In fact, all the dancers appear to have dressed for a strange party in dark, subtly glittery clothes, and bits of Cave’s songs of death, disaster, and possible redemption emerge through a soundscape of elements sampled and manipulated by Tony Cohen, as well as through Ken Tabachnick’s dramatic lighting. Is it my imagination, or does the theater suddenly become colder? Regardless of what we know to be the truth—that these superb dancers are in full control of their movements—these people might be being tossed about in a maelstrom. Since they’re almost never limp, their straight, scything arms and legs can—almost—make them look like puppets. I think not just of weather gone crazy, but of architecture exploding.
The title of Petronio’s brand new work, Hardness 10, made me think about the power of his dancers. But he has explained in a video (https://vimeo.com/259378338) that he was referring to diamonds, which rate a 10 (the highest number on the Mohs scale of mineral hardness). You can think of them as originally embedded in rock; the excess must be cast off and the jewel shaped. I wouldn’t deny that his dancers are such jewels, both the men and the women are paragons of strength and clarity. But not everything is hard-edged about the dance. Musician Liam Byrne sits atop a platform to play Nico Muhly’s composition on his viola da gamba, although I believe that some of the other sounds we hear are recorded. And the seven dancers’ costumes both confuse and emphasize the image we have of them. Patricia Field ARTFASHION has costumed them in outfits that have been hand painted by Iris Bonner/These Pink Lips (several dancers spot bright pink lipstick). Phrases and sentences circle the performers’ bodies and limbs: black letters on orange costumes, white letters on dark blue ones. One costume, for example, reads “Look, don’t touch” and repetitions thereof. A strip of lights high on the back wall—just one element in Tabachnick’s design— projects toward us, as well as down onto the stage.
The dancers begin in a phalanx, simply walking on clear paths—say, on a diagonal from one corner of the stage to its opposite. They’re focused, but matter-of-fact, and in no hurry at first. It’s intriguing to see how that theme alters. Occasionally, individuals burst out of the pattern for a few seconds of individual expression, but it’s as a unit that they occasionally wilt slightly and twist back, as if in aversion, without breaking their rhythm. A group may become two groups with differing plans. Eventually the pace may speed up. Once we get used to the walking, we see it everywhere—as if someone must always be walking, whether that’s actually true or not.
Nuggets of other kinds of dancing are not so paired down. Bacon and Laurant run onto the stage holding hands.

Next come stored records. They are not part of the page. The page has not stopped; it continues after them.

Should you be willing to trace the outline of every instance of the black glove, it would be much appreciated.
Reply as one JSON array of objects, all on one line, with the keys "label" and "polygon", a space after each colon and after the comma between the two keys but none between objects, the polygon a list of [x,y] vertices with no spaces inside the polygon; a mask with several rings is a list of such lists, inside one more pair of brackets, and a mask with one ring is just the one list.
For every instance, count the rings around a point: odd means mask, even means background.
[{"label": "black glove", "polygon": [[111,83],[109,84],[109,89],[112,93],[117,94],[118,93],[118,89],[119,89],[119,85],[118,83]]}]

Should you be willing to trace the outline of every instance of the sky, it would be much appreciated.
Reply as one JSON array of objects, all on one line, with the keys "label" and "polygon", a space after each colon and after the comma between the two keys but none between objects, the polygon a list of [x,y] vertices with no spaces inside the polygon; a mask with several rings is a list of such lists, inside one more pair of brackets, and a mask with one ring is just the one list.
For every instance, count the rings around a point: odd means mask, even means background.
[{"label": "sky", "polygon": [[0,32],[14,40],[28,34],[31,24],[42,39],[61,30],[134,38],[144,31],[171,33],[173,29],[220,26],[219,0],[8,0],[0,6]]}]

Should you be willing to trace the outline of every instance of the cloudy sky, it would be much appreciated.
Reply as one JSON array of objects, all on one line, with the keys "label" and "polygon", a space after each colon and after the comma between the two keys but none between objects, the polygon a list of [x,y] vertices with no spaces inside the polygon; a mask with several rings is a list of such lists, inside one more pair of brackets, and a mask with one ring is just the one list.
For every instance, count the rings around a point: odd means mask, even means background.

Three people tangle, while others walk away. The four women take over the stage and partner one another handily. The three men become a unit. Diamonds can scratch a hard substance like glass, but there’s no conflict in Hardness 10 between walking and the more complex activities. Each has its own facets, its own ways of shining.
Martha Ullman West says
Deborah: mistress of metaphor! Many thanks for vivid review and once again putting me in the theater with you.